I knew that Naomi Osaka was supposed to get her own manga. What I didn’t know is that it would be drawn by the artists responsible for the Precure manga, nor that it would be about futuristic space tennis. Having read the first chapter, I think Unrivaled Naomi Tenka-ichi is going to turn out amazing.
In the year NKY2770, five elemental planets (light, wind, water, earth, fire) compete in space to determine the next king after the previous King of Light suddenly died and left the planets vulnerable to the forces of darkness. A 15-year-old girl named Naomi travels with her family to the wind planet to support her dad’s dream of becoming a space tennis coach, but an old man Naomi rescues reveals to Naomi her immense potential, and puts her down the thrilling path of a player.
One thing I did not expect from Unrivaled Naomi Tenka-ichi is that it’s much more action-packed than I expected.

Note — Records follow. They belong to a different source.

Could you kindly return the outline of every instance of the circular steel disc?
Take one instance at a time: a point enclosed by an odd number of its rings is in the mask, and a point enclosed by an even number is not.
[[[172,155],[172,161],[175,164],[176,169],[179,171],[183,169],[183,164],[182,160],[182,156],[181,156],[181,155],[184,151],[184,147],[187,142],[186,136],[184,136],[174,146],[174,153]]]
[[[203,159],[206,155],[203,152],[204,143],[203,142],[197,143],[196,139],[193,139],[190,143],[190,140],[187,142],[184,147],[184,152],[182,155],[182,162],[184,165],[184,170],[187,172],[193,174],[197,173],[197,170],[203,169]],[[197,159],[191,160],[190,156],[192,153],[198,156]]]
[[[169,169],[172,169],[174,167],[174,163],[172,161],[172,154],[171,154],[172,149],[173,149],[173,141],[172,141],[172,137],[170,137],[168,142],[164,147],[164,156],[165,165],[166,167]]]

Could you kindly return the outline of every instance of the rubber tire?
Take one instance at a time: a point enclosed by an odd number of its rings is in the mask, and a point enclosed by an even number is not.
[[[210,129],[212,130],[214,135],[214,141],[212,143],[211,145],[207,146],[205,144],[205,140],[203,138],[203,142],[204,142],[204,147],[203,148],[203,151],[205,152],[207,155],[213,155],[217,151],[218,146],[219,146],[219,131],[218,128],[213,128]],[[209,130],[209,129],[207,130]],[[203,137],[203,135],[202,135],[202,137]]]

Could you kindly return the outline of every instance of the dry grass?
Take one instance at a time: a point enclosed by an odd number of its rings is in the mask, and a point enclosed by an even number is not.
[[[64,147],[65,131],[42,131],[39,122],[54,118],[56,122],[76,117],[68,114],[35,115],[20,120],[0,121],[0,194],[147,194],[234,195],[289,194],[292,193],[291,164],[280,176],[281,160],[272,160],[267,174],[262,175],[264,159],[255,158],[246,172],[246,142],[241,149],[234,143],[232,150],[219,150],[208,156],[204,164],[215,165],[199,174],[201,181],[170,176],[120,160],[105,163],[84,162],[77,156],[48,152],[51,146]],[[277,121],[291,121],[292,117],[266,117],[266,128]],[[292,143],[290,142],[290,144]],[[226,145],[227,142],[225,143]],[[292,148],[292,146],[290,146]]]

While the Precure anime is known for its fight scenes, Kamikita Futago’s manga renditions usually eschew superpowered combat in favor of friendly conversations and non-battle storylines. Not so here, as part of what puts the “space” in space tennis is elemental-powered strokes and tense matches that would feel at home even in a shounen magazine.
In terms of racial sensitivity, while I can’t say much, the Kamikita twins have prior experience drawing a darker-skinned heroine thanks to their work on the Star Twinkle Precure manga, which features the half-Mexican Amamiya Elena. From what I can tell there, the artists drew Elena very respectfully, and I see a similar approach being used here.
The credits also for the series also include supervision from Naomi’s older sister Mari, who’s also a tennis player. I’m curious as to what exactly her involvement is. Does she provide tennis expertise? Is she a fan of shoujo manga? These are probably questions I’ll never know the answer to.
Even if the series ends up being pretty by-the-numbers, I’m looking forward to it. Sure, it looks fun so far, but more importantly, I think it has real potential to make some social impact. For its first chapter, Unrivaled Naomi Tenka-ichi graces the cover of its magazine, Nakayoshi. While I don’t know how many dark-skinned heroines have been cover girls for Nakayoshi, I suspect that it’s been more the exception than the rule. I can imagine a young Japanese girl who’s self-conscious about her own skin color seeing the fictional and real versions of Naomi proudly displayed on the cover, and drawing confidence and inspiration from it. Maybe it’ll help them see themselves in a prouder light. And if this manga reaches a worldwide audience, then it’s all the better.